A photo of Paris taken at the height of her Y2K fame, wearing a t-shirt emblazoned with the phrase ‘Stop Being Poor’ is a popular meme, popping up any time there’s a display of rich, ignorant privilege online. Paris has now debunked the viral snap on her own social channels, confirming that the photo is in fact a photoshop, and that the original t-shirt actually reads ‘Don’t be Desperate’. She says in the explainer Tiktok video, ‘don’t believe everything you read’, a phrase you don’t often hear anymore, now that celebs have access to their own social channels and thus control their own narrative. It’s an environment that Paris is thriving in as she connects old and new, fortifying her status as the OG ‘famous for being famous’ celeb while adding context and filling in the blanks.
Megan Fox is another triumphant return to the spotlight. Fox has been the subject of many uncomfortable conversations as we grapple with our treatment of female sex symbols in the past. She has said herself that she felt pigeon-holed, sexualised and objectified to the point that her only choice was to retreat from show business. When she spoke out against her Transformers director Michael Bay and his manner on set, she was effectively cancelled and the big gigs dried up.
In a fantastic piece in Pajiba, Kayleigh Donaldson writes, ‘there was a sense that we’d lost something, or at least denied her the chance to reveal her potential’.
Megan’s recent overt displays of sexuality and PDA with her new boyfriend, musician Machine Gun Kelly, is a gorgeous rebellion. It’s vulgar, childish, fun and empowering. She has taken her sex symbol status and blown it up times ten, and this time it’s the Megan show.
Megan and Paris’ most recent Instagram posts at the time of writing are eerily similar – hot pink skin-tight outfits and Barbie references with bubblegum pink emojis. The Empowered Barbie trope is reminiscent of Emerald Fennell’s Promising Young Woman, a movie that perfectly captures the zeitgeist of this new Y2K. Carey Mulligan’s character sports candy coloured nails and baby tees, the shine and gloss deflecting from a darker interior as she seeks revenge in an effervescent display of female rage.
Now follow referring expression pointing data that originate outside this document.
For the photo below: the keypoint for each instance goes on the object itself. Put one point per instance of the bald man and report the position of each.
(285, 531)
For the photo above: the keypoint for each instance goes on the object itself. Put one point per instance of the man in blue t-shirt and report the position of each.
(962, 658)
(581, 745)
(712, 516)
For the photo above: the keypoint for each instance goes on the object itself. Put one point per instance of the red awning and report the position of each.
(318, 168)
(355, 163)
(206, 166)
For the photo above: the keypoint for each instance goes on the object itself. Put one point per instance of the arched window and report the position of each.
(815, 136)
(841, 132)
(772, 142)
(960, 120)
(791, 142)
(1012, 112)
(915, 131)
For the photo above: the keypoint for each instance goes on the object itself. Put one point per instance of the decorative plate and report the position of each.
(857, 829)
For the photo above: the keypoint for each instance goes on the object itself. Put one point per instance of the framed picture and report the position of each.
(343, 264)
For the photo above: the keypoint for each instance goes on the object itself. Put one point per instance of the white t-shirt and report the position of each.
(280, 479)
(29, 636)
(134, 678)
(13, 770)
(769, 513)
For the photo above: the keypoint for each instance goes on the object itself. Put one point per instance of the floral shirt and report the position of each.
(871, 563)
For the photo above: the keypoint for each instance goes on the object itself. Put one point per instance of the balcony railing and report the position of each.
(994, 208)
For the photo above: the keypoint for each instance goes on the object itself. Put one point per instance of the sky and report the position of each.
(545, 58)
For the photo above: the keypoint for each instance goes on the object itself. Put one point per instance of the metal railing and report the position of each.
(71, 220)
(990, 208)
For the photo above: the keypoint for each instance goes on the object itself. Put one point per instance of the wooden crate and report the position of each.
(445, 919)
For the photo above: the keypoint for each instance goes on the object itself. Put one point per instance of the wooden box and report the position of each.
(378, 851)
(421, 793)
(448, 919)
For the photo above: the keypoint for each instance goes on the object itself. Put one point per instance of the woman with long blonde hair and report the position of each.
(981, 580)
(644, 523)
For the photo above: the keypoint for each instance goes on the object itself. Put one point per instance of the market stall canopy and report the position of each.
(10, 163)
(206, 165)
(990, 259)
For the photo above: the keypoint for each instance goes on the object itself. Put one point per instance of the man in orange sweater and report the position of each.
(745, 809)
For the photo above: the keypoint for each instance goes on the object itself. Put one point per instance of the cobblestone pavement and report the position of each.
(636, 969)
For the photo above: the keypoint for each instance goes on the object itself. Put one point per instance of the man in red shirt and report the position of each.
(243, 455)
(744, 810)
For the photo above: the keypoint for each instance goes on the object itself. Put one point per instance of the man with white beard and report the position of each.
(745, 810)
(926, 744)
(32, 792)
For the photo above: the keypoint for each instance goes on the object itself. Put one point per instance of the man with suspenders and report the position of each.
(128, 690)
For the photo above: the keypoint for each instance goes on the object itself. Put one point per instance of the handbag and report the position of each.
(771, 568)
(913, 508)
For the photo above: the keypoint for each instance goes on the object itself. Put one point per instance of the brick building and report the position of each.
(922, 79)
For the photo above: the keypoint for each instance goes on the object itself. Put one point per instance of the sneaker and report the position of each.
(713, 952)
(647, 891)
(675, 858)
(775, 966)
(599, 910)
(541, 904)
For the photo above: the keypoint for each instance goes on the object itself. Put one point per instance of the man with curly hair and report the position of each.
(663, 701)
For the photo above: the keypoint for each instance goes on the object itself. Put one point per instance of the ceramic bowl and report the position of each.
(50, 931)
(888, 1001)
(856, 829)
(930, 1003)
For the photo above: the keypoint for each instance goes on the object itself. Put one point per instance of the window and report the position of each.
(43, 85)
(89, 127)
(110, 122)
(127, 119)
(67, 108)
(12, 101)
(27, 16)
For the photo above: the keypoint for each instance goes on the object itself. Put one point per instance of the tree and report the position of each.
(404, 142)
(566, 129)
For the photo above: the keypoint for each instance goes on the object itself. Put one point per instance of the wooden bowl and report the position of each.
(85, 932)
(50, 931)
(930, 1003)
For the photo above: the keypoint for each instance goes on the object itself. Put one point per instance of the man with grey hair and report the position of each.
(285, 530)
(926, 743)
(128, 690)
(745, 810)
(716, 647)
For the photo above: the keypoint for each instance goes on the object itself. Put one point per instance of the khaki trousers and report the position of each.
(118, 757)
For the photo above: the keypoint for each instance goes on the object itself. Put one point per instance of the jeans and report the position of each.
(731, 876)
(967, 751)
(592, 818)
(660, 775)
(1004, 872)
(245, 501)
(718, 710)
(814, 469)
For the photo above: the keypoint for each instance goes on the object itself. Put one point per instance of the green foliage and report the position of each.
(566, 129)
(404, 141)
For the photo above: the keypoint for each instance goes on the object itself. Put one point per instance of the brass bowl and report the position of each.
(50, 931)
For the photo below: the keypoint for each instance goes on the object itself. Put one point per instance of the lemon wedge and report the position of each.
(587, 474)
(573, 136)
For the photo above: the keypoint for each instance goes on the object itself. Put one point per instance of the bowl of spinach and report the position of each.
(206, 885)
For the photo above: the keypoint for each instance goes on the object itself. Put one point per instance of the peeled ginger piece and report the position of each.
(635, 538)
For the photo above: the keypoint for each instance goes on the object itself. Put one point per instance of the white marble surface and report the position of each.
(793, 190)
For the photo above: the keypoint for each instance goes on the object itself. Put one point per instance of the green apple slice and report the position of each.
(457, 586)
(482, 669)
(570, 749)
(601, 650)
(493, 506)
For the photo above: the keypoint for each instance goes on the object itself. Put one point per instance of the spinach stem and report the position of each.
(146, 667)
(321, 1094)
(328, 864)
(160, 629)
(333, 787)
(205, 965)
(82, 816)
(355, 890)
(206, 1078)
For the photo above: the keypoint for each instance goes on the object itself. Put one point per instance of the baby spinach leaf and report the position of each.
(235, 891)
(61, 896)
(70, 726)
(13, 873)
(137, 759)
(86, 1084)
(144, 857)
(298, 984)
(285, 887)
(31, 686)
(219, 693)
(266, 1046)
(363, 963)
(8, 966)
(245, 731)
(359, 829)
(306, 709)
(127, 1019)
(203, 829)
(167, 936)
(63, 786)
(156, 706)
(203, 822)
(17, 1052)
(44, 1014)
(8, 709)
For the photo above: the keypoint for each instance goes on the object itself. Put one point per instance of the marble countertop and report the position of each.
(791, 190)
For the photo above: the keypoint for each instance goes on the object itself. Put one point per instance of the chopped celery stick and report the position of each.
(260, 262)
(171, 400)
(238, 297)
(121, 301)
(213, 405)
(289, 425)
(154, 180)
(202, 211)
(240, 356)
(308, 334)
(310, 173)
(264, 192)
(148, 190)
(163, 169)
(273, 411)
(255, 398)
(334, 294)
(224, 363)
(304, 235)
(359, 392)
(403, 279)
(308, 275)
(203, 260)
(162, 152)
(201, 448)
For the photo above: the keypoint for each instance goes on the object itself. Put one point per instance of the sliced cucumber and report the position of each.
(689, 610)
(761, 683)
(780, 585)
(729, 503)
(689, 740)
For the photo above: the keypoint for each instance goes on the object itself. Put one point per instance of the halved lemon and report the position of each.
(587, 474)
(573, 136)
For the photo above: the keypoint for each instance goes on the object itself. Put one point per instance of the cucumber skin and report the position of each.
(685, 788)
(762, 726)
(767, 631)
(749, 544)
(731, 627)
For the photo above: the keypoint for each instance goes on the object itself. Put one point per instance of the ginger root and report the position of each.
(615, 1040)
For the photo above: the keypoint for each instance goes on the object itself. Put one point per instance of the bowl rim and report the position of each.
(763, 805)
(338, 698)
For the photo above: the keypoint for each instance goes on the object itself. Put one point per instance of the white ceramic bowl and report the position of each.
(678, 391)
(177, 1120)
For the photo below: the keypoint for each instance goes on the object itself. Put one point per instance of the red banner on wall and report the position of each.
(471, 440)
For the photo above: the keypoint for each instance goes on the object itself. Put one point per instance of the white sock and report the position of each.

It’s no surprise that Fennell insisted on featuring Paris Hilton’s song Stars are Blind as a plot point in one of the most talked-about scenes in the movie. It’s a rare moment of pure light in the film, a glimpse at a romantic storyline that has the potential to lift us out of the relentless anger. It’s playful, whimsical but with an uncomfortable undercurrent that means the song hits differently this time around. Context was important to Paris, who put Fennell through her paces before giving permission to use the song. If the movie poked fun at the song and the artist, forget it. This time, Paris wanted to be completely in on the joke. She made sure we knew it too, posting the scene to her Instagram with a quote from Emerald praising the song as one of her favourites of all time. Paris is making it clear that she can poke fun at herself but she will not be mocked any longer.
This is the new status quo. The new Y2K is grittier than before. It’s unapologetically feminine. Underneath the candy-coloured shell there’s an unflinching, gutsy defiance. It’s worth noting that the return of the Y2K crew coincides with a golden age for women over 40. This year Forbes released its first ‘50 over 50’ list; a “definitive lineup highlighting women shattering age and gender norms”.
There’s a ‘second chapter’ energy that female celebrities of the past were not afforded, and these women are seizing it. There’s a debt to be settled with our past, and the Paris Hilton cohort are not going to be subtle about it. Revenge is sweet.